As were the screams. Susie flung her book aside and ran for the kitchen, holding her head, bawling. My great-grandma and grandma picked her up and laid her on the enamel dish drainer while Susie hiccuped out the whole story, carrying on like I'd snuck up behind her with a tomahawk and had taken a piece of her scalp to wear on the strap of my seersucker sundress. My grandmas were frantically searching through Susie's blonde hair for the source of the blood, hoping that she wouldn't need stitches.

Meanwhile, I stood in the living room, watching this from a distance, wondering when I was going to get in trouble and how bad it was going to be, considering the fact that I had never been in trouble with either of these women before. I was also bleeding all over the carpet because I was the one who was hurt. Not Susie, who was still daintily weeping about two hours later and holding her little hand over the place on her head where I attacked her.

When the attention turned to me -- finally! -- no one seemed to be nearly as concerned about my hand. Probably because I wasn't crying. I still have the scar, actually. I. Still. Bear. The. Scar.

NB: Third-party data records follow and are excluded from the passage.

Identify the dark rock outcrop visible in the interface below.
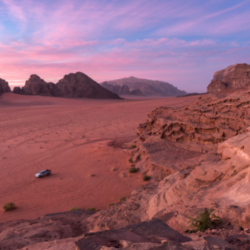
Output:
[207,63,250,92]
[0,78,10,95]
[102,76,187,96]
[13,72,120,99]
[56,72,120,99]
[138,92,250,144]
[102,82,143,96]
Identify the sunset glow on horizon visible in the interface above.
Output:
[0,0,250,92]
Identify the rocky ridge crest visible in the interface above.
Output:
[0,78,11,95]
[13,72,120,99]
[101,76,187,96]
[207,63,250,93]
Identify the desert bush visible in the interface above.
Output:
[69,207,80,211]
[87,207,96,212]
[120,196,126,202]
[129,167,137,174]
[3,202,16,212]
[143,175,150,181]
[187,208,221,233]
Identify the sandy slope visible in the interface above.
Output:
[0,93,199,222]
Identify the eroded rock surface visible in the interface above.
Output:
[0,78,10,95]
[207,63,250,92]
[86,132,250,243]
[0,210,93,250]
[13,72,120,99]
[137,92,250,144]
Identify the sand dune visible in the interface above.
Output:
[0,93,199,222]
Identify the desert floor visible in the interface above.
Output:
[0,93,198,222]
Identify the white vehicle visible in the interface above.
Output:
[35,169,51,178]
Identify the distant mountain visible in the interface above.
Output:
[0,78,10,95]
[13,72,120,99]
[207,63,250,93]
[102,82,143,96]
[102,76,187,96]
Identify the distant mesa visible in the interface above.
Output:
[0,78,11,95]
[207,63,250,93]
[13,72,120,99]
[102,82,143,96]
[101,76,187,96]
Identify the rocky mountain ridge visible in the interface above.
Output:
[102,82,143,96]
[13,72,120,99]
[101,76,187,96]
[0,78,11,95]
[207,63,250,93]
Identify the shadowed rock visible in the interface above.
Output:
[0,78,11,95]
[13,72,120,99]
[207,63,250,92]
[56,72,120,99]
[102,76,186,96]
[102,82,143,96]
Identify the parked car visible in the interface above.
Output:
[35,169,51,178]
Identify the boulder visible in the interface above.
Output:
[207,63,250,93]
[0,78,11,95]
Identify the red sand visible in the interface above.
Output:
[0,93,199,222]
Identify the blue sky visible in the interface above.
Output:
[0,0,250,92]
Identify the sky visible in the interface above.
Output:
[0,0,250,92]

On my hand, and in my soul.

We were taken out later in the week to each get a new doll, really fancy dolls with satin petticoats and lacy bonnets, and Susie threw a fit because we both wanted the pink doll, but I was still so mortified about hitting her with the teacup that I just didn't have the energy to pitch a fit of my own, which I most assuredly would have because I was the younger and she was older and everybody knows that the littlest catches all the breaks, right, Carol?

I ended up with the blue doll and I never liked her. I mean, blue? I don't think so.

I think Susie still has her pink doll.

Carol has forgiven me for the torments I put her and her Barbies through at the lake.

Lilly, Susie's older sister, luckily missed all of the teacup and Barbie adventures and so she has no recollection of my brattiness to color her feelings toward me today.

On another occasion at the lake house, Carol had to give Susie her Slinky because Susie cried for it.

Susie is much different than this now, of course. She's beautiful and hilarious and generous. She has two amazing daughters (those girls with the French names), one who is all grown up now and working in Washington D.C. and a younger one who just completed her freshman year at Pepperdine. Susie is also a butt-kicking Arbonne sales representative and I love her.

Happy birthday, Susie. I'll see you with Carol and Lilly in THREE MORE WEEKS. I promise to stay away from your cups, mugs and other breakable drinkware. I will humbly drink my margaritas from plastic.

6 comments:

CousinCarol said...

I received a slinky from Susie a few years ago, you didn't receive a pink doll?? Wonderful story, Shelley. Happy Birthday Susie! Love, Carol

Shelley said...

Okay, Susan.

WHERE IS MY PINK DOLL???!!!

Kayte said...

Let me get this straight...you bash someone over the head with a teacup, resulting in actual blood loss, throw a fit over Tinker Toys, AND THEN YOU GET REWARDED WITH A NEW DOLL???? I knew there was something lacking in my childhood...LOL. Or, maybe it is that blonde thing....

Shelley said...

[with dignity] The blood loss came from me. Plus, my grandma was entirely convinced that Little Shelley Could Do No Wrong. It was the constant theme of my childhood.

That was just an awesome way for a grandma to be, lemme tell you.

Lilly said...

That's the best telling of the teacup story I've heard. Actually, the only story I ever heard went like this: SHELLEY HIT ME WITH A TEACUP. End of story.

Shelley said...

Susie sent me an email, saying that there were some "interesting corrections" to add to the Mt. Summit Teacup Massacre, but that's okay because I. Still. Bear. The. Scar.

That scar is all the proof I need to show that I was in the right. Or...something like that.